Lo que TNS ha conseguido, de momento

–Aislar a EEUU: ya que los únicos que han aplaudido la decisión de Trump han sido Israel, Arabia Saudí y los Emiratos Árabes, mientras Teherán está recibido el respaldo de la ONU, Europa, China, Rusia, India, Turquía, y otros estados que pretenden evitar una catástrofe. Escenario inaudito. Incluso en la infame guerra contra Irak, Bush contó con decenas de cómplices.

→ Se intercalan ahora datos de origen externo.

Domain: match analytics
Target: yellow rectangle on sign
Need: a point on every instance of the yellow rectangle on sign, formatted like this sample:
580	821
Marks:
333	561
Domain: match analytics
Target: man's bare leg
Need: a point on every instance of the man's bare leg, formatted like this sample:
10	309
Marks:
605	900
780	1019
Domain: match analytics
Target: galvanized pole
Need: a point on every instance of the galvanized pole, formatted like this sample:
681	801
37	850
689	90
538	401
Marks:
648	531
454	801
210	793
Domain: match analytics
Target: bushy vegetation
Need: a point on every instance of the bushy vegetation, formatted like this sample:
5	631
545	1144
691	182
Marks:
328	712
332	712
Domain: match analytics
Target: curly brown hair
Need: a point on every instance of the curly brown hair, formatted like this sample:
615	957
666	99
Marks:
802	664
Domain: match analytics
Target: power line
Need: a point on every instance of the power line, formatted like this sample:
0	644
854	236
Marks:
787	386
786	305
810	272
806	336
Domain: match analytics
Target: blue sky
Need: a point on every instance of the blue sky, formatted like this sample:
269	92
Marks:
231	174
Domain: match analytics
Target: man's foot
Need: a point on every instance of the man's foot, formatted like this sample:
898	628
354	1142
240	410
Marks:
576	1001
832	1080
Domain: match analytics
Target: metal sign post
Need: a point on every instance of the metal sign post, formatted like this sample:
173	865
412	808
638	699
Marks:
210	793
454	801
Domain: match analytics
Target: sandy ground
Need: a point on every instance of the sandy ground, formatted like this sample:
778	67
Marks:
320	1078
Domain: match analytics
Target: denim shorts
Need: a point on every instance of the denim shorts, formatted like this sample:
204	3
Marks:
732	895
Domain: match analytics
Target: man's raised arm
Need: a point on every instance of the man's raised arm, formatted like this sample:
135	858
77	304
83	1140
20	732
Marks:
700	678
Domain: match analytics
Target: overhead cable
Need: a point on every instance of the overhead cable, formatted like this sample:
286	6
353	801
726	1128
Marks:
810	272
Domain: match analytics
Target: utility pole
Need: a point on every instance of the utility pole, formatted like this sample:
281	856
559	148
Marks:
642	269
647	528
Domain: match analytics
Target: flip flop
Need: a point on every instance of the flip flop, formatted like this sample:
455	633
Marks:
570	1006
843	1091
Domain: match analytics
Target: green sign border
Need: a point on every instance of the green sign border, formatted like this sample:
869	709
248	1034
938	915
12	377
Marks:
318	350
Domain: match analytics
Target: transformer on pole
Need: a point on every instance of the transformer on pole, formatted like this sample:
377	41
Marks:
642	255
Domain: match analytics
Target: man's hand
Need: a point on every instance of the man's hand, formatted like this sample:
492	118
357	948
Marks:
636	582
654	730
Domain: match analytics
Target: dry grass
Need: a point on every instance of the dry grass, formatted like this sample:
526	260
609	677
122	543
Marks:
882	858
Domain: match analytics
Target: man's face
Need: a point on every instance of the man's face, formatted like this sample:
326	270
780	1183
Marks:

–Arrastrar a EEUU a otra guerra. Dos estados de “Tercer Mundo”, Israel y Arabia Saudí han vuelto a secuestrar la política exterior de la superpotencia, y esta vez para impedir la normalización de relaciones del mundo con Irán. Han logrado cambiar la Doctrina Obama de “Contención a China” y forzar a los republicanos a regresar a Oriente Próximo. En este escenario, ha habido un reparto de papeles: Netanyahu revelaría en un show televisivo el supuesto “archivo nuclear secreto” de Irán; los jeques pagarían los gastos de “aplastar la cabeza de la serpiente iraní”, además de aceptar el traslado de la embajada de EEUU a Jerusalén, y Trump ejecutaría el plan de incendiar el mundo. ¿Por qué Israel no entrega estos papeles (¡que son del 2003 y conocidos por la ONU!) al Consejo de Seguridad? ¡Hasta Sarkozy advertía de lo mentiroso que es Netanyahu!

–Poner en peligro la seguridad de Israel, el principal beneficiario de un acuerdo que garantizaba al estado judío ser el único poseedor de armas nucleares de la zona.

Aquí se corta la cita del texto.